SEC and CFTC seek comment on portfolio margining harmonization
The agencies asked whether portfolio margining should be aligned across securities and derivatives, a move that could force clients to revisit collateral and capital.

The SEC and CFTC have opened a 60-day comment window on whether portfolio margining and cross-margining rules should be harmonized across securities, security-based swaps, futures, swaps and related positions, putting banks, broker-dealers and derivatives users on a short clock to assess the impact. For KPMG, the immediate work sits with risk, regulatory, valuation and derivatives specialists, the people clients call when collateral, documentation and capital treatment all have to line up at once.
The joint request, issued June 26, 2026, asks market participants how greater coordination or alignment could improve risk-management efficiency, reduce market fragmentation and enhance customer protections within each agency’s statutory authority. The SEC’s rule filing says the commissions want input on further implementing portfolio margining and cross-margining of securities and derivatives subject to the jurisdiction of either or both agencies. That is the kind of technical signal that quickly turns into operating questions for treasury, legal, trading and compliance teams: which entities would qualify, how netting would work, what controls would need to change and where existing systems would need rework.

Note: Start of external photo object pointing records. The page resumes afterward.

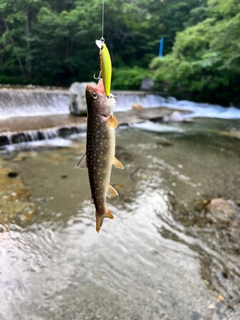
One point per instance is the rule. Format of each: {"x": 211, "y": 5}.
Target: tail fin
{"x": 99, "y": 218}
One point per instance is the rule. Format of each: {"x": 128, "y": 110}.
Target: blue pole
{"x": 161, "y": 47}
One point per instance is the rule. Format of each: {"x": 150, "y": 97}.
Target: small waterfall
{"x": 32, "y": 102}
{"x": 37, "y": 135}
{"x": 26, "y": 102}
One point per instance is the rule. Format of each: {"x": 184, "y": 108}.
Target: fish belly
{"x": 100, "y": 155}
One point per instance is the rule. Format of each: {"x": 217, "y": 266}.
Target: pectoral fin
{"x": 117, "y": 163}
{"x": 112, "y": 122}
{"x": 111, "y": 193}
{"x": 83, "y": 162}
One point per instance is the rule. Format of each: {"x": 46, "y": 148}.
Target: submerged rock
{"x": 77, "y": 105}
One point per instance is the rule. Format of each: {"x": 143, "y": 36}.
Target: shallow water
{"x": 162, "y": 257}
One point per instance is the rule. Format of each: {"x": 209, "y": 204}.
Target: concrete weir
{"x": 24, "y": 129}
{"x": 35, "y": 113}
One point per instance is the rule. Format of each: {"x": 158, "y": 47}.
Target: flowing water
{"x": 164, "y": 256}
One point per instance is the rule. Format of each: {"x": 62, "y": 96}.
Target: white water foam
{"x": 22, "y": 103}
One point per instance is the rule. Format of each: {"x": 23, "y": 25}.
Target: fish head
{"x": 98, "y": 102}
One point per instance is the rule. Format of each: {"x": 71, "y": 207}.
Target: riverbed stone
{"x": 77, "y": 105}
{"x": 13, "y": 197}
{"x": 221, "y": 209}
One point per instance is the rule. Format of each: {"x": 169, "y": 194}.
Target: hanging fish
{"x": 105, "y": 65}
{"x": 100, "y": 150}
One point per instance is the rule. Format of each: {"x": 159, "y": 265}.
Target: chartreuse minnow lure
{"x": 105, "y": 65}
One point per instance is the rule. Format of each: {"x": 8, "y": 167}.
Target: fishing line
{"x": 102, "y": 39}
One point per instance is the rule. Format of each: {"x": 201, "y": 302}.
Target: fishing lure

The policy backdrop is already moving in the same direction. On March 11, 2026, the agencies announced a Memorandum of Understanding to guide coordination and collaboration, support lawful innovation, uphold market integrity and protect investors and customers. Both agencies now frame the SEC-CFTC Harmonization Initiative as an effort to reduce duplicative regulation and give markets more clarity, which makes the portfolio-margining request look less like a one-off consultation and more like part of a broader push to narrow gaps between adjacent regimes.

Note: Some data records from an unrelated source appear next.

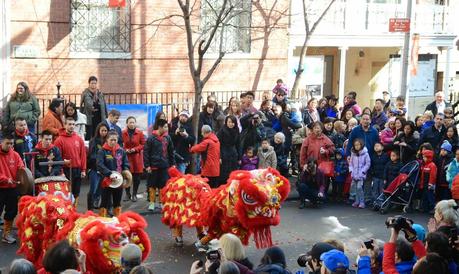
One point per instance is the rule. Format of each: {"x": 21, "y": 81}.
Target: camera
{"x": 303, "y": 260}
{"x": 399, "y": 223}
{"x": 213, "y": 255}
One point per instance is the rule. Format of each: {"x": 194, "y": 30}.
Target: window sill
{"x": 100, "y": 55}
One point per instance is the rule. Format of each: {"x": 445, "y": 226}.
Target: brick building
{"x": 134, "y": 49}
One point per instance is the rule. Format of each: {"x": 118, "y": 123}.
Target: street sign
{"x": 399, "y": 25}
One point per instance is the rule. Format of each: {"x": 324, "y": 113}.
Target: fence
{"x": 171, "y": 101}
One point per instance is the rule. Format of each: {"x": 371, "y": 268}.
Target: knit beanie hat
{"x": 446, "y": 146}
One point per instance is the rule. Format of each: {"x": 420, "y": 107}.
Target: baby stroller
{"x": 400, "y": 191}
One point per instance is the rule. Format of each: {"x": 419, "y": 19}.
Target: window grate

That matters inside KPMG because harmonization touches several service lines at once. Regulatory teams will need to map which provisions could be aligned and which are likely to stay separate. Derivatives specialists will have to translate any new treatment into clearing and margin workflows. Valuation teams may be pulled into questions about how exposures are measured across products, while capital-planning advisers will need to test whether a more unified framework changes collateral efficiency or the economics of legal entity structures. The practical client question is not just whether rules converge, but how quickly firms can change controls, documentation, model governance and reporting without creating new operational risk.
The comment period is especially relevant for firms already watching industry pressure for alignment. SIFMA and the International Swaps and Derivatives Association submitted comments on May 19, 2026 in support of further harmonization, and ISDA said in October 2025 that U.S. derivatives rules remain complex, overlap in key areas and rely too heavily on no-action relief. ISDA also linked portfolio margining to Treasury clearing expected to begin at the end of 2026, a timeline that could force firms to think about multiple margin and collateral changes before year-end. For KPMG teams serving derivatives-intensive clients, that makes the next 60 days a first test of where advisory demand is likely to land.